Goście jeszcze podjęli walkę, ale w tej konfrontacji byli bez szans. W końcówce kilka minut dostali młodzi wychowankowie. Mateusz Pryć zdobył punkt z rzutu wolnego, a szansę na setne oczko miał Kacper Hoszczaruk, ale nie wykorzystał tej okazji. Wynik 98:75 i tak był bardzo okazały. Spójnia z bilansem 21-1 prowadzi w tabeli. Tylko Jamalex Polonia 1912 Leszno może zagrozić naszej drużynie, a ten zespół pokonał w sobotę SKK Siedlce 97:77.

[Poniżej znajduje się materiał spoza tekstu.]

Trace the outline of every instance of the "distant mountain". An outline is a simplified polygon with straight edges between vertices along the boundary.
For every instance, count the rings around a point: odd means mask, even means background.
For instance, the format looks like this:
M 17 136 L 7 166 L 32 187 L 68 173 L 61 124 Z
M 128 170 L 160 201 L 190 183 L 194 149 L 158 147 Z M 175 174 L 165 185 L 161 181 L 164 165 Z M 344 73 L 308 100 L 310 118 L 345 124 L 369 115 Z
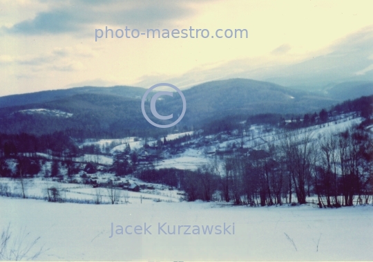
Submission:
M 326 88 L 325 92 L 329 97 L 339 100 L 355 99 L 363 95 L 373 95 L 373 82 L 349 82 L 334 85 Z
M 337 97 L 343 96 L 334 90 L 337 88 L 323 94 L 246 79 L 209 82 L 182 91 L 186 112 L 176 128 L 198 127 L 206 121 L 229 115 L 318 111 L 341 101 Z M 351 92 L 348 87 L 343 90 Z M 145 91 L 131 86 L 88 86 L 0 97 L 0 132 L 41 134 L 64 131 L 72 137 L 85 138 L 166 131 L 144 118 L 141 97 Z M 149 109 L 149 98 L 147 114 L 160 122 Z M 172 122 L 181 113 L 182 105 L 178 94 L 165 95 L 157 101 L 157 111 L 163 115 L 173 113 L 173 118 L 167 120 Z
M 119 95 L 125 97 L 139 98 L 142 96 L 144 92 L 144 88 L 126 86 L 117 86 L 113 87 L 83 86 L 68 89 L 49 90 L 1 97 L 0 108 L 43 103 L 68 97 L 74 95 L 84 93 Z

Cała drużyna zaprezentowała się dobrze. Nawet, gdy w grze było więcej zmienników jakość nie była niższa. Wyróżnić trzeba jednak trzech liderów. Hubert Pabian zdobył 26 punktów. Kapitan biało-bordowych trafił 10/12 rzutów z gry w tym 4/4 z dystansu. Dorobek Marcina Dymały to 16 punktów i osiem asyst, a Dawid Bręk do 13 oczek dołożył siedem asyst. Oby podobnie wyglądało to również w kolejnych meczach, bo tylko zespołową grą można odnosić tak efektowne i zdecydowane zwycięstwa. Dla Polfarmexu 14 punktów zdobył Mateusz Zębski, a 13 Damian Janiak.

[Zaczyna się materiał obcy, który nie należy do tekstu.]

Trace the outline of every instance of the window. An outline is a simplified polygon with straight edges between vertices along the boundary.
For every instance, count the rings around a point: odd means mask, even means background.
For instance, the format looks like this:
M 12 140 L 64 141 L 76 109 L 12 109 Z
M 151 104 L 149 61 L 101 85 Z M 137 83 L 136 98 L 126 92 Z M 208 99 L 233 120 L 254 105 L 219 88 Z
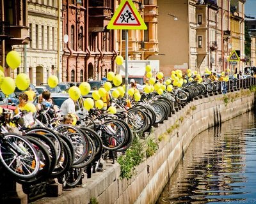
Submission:
M 148 23 L 145 23 L 147 26 L 147 29 L 144 30 L 144 41 L 148 42 L 149 41 L 149 35 L 148 35 Z
M 50 27 L 47 26 L 47 49 L 50 50 Z
M 71 38 L 70 38 L 71 48 L 75 50 L 75 26 L 71 26 Z
M 199 48 L 202 47 L 202 37 L 198 36 L 198 47 Z
M 44 26 L 42 26 L 42 49 L 44 49 Z
M 54 50 L 55 48 L 55 38 L 54 38 L 54 27 L 52 27 L 52 50 Z
M 80 50 L 83 50 L 83 38 L 84 37 L 83 27 L 80 27 L 79 33 L 78 34 L 78 47 Z
M 75 71 L 74 69 L 71 70 L 71 82 L 75 82 Z
M 202 15 L 197 15 L 197 24 L 202 24 Z
M 31 39 L 31 41 L 29 41 L 29 47 L 32 47 L 32 42 L 33 42 L 33 40 L 32 40 L 32 39 L 33 39 L 32 38 L 32 33 L 33 33 L 32 26 L 33 26 L 33 24 L 29 24 L 29 38 Z
M 36 48 L 38 48 L 38 25 L 36 25 Z
M 83 82 L 84 81 L 84 71 L 81 69 L 80 71 L 80 82 Z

Następnym rywalem Spójni będzie Zetkama Doral Nysa Kłodzko. Ten pojedynek na wyjeździe 10 lutego o godz. 17:00. W hali OSiR nasi koszykarze zagrają ponownie 17 lutego, gdy do Stargardu przyjedzie KK Warszawa.

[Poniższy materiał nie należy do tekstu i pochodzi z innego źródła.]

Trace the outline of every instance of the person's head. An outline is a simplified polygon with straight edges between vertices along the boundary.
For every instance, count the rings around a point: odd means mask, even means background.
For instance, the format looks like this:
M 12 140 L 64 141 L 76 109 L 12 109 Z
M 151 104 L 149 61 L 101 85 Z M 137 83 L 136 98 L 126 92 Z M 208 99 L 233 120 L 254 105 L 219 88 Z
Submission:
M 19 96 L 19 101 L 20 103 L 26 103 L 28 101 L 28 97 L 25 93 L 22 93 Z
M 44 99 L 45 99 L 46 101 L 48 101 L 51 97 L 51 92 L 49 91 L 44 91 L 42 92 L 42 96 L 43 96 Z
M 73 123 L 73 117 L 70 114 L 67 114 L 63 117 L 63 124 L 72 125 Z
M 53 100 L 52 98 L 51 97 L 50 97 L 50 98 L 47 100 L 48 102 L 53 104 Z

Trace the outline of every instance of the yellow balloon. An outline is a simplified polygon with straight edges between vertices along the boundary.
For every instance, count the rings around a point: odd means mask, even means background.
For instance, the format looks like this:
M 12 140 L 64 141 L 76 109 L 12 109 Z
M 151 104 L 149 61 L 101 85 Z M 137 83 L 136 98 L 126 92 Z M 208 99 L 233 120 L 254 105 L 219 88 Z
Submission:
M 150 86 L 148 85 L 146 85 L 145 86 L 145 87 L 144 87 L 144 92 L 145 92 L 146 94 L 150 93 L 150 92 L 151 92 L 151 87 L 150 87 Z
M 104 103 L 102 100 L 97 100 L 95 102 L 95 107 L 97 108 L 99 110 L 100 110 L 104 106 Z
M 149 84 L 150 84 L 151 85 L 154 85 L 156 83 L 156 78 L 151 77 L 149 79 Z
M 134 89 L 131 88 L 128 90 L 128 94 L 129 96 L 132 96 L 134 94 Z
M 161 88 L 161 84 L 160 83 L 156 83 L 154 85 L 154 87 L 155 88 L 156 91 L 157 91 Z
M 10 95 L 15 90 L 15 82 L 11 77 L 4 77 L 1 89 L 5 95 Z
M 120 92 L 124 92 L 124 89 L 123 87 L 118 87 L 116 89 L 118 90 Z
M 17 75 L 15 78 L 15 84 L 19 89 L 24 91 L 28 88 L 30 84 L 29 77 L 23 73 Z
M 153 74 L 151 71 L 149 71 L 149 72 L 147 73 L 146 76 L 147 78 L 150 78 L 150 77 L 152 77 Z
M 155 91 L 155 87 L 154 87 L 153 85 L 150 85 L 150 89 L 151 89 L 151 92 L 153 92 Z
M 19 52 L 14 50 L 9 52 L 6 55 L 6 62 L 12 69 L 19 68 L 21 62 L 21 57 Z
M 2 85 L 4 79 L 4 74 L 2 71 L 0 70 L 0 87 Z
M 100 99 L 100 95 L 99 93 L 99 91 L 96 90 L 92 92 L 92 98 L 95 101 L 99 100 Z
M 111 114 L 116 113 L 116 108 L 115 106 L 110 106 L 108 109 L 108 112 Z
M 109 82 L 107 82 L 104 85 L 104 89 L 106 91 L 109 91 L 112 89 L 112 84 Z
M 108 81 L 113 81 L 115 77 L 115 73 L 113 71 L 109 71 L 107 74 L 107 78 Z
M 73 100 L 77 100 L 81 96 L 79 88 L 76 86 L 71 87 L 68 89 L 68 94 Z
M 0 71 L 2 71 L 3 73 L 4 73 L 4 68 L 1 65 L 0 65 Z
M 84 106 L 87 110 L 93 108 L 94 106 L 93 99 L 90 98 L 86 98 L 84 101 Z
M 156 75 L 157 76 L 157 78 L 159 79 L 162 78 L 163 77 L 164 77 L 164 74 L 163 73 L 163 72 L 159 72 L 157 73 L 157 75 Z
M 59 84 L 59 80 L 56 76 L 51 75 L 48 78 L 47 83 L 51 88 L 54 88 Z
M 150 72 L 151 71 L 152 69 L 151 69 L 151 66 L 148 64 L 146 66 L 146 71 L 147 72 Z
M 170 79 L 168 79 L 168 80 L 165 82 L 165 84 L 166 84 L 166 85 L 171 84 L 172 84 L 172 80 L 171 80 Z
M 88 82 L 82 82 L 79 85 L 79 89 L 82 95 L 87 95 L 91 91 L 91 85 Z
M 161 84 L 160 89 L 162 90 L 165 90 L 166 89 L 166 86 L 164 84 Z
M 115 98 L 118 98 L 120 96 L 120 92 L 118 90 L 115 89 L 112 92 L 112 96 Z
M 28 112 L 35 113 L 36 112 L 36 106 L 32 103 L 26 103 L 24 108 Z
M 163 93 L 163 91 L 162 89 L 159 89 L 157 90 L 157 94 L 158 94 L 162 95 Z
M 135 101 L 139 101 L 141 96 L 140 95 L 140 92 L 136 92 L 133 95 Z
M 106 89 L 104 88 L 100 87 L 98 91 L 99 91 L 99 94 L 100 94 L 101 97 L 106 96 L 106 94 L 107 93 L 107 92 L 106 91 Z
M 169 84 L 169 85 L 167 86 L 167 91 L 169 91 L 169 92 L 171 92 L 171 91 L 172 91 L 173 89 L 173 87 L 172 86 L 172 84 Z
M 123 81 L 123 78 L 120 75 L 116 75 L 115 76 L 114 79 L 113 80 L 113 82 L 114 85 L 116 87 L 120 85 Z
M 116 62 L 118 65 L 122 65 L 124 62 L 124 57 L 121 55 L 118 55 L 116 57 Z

Spójnia Stargard - Polfarmex Kutno 98:75 (31:21, 22:20, 23:20, 22:14)
Spójnia: Hubert Pabian 26, Marcin Dymała 16, Dawid Bręk 13, Wojciech Fraś 12, Maciej Raczyński 8, Karol Pytyś 7, Sebastian Szymański 7, Alan Czujkowski 4, Konrad Koziorowicz 2, Marcel Wilczek 2, Mateusz Pryć 1, Kacper Hoszczaruk 0.
Polfarmex: Mateusz Zębski 14, Damian Janiak 13, Arkadiusz Kobus 9, Bartosz Majewski 8, Przemysław Tradecki 8, Michał Marek 7, Tomasz Wojdyła 6, Mateusz Szwed 5, January Sobczak 3, Damian Antczak 2, Szymon Pawlak 0.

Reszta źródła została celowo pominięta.